Mexican string instrument

The bajo sexto (Spanish: "sixth bass") is a Mexican string instrument from the guitar family with 12 strings in six double courses.

It is played in a similar manner to the guitar, with the left hand changing the pitch with the frets on a fingerboard while the right hand plucks or strums the strings with or without a pick. Its original design was meant to accompany accordion players (and fiddlers) and thus offer a plethora of possibilities with only two musicians. This dynamic is a staple in regional Mexican styles, even with groups consisting of multiple instruments. The introduction of bass players eventually led to many players no longer using the lowest pair of strings. For that reason, the bajo sexto predates its close relative, the bajo quinto (Spanish: "fifth bass"), which eliminated the lowest pair of strings and only has 10 (five double courses).

When played in older styles of music where the instrument assumes the role of a bass, the strings are usually plucked with the fingers. In modern chordal and melodic styles, a pick is frequently used.

==Origins and use==
The history of the bajo sexto is characterized by its enigmatic origins. While limited historical documentation exists regarding its creation, compelling evidence suggests European influence. In particular, in the "mid-to-late 1800s", a German music store chain had branches throughout Mexico, including Oaxaca, part of a substantial migration of Germans to southern Texas during the 1830s and 1840s.

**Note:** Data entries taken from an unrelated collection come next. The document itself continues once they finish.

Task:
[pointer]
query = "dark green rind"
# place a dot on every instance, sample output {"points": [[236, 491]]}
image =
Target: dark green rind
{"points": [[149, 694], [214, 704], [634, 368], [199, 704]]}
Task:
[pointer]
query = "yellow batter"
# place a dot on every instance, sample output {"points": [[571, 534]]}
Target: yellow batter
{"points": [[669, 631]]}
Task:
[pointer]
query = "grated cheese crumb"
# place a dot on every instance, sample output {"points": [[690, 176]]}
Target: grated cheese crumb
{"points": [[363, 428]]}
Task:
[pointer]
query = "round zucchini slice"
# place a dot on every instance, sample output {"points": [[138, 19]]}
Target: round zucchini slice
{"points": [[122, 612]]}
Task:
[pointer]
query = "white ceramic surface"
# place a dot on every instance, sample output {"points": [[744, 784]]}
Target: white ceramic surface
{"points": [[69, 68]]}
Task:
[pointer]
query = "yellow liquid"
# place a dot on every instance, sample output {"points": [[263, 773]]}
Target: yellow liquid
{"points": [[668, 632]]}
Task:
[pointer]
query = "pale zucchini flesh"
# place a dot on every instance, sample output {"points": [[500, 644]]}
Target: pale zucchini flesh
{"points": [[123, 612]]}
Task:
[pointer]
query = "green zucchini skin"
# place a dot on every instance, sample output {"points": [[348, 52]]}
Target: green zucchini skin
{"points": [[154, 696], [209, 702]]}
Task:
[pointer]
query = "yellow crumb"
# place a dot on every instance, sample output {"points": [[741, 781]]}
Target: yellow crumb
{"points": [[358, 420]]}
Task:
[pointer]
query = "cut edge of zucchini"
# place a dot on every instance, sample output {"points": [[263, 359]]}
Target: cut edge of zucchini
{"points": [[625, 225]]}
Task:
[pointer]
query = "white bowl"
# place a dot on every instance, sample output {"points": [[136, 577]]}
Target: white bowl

The musical styles and instruments of these German immigrants were embraced by Mexicans, who incorporated both into their own musical practices and traditions. Among the instruments that gained widespread popularity, the accordion emerged as one of the most influential. It found extensive use in dance music genres such as waltzes and polkas. The affordability of accordions made them accessible to a wide range of musicians, enabling them to explore Western music theory and develop their own interpretations of songs, ideal for solo performances.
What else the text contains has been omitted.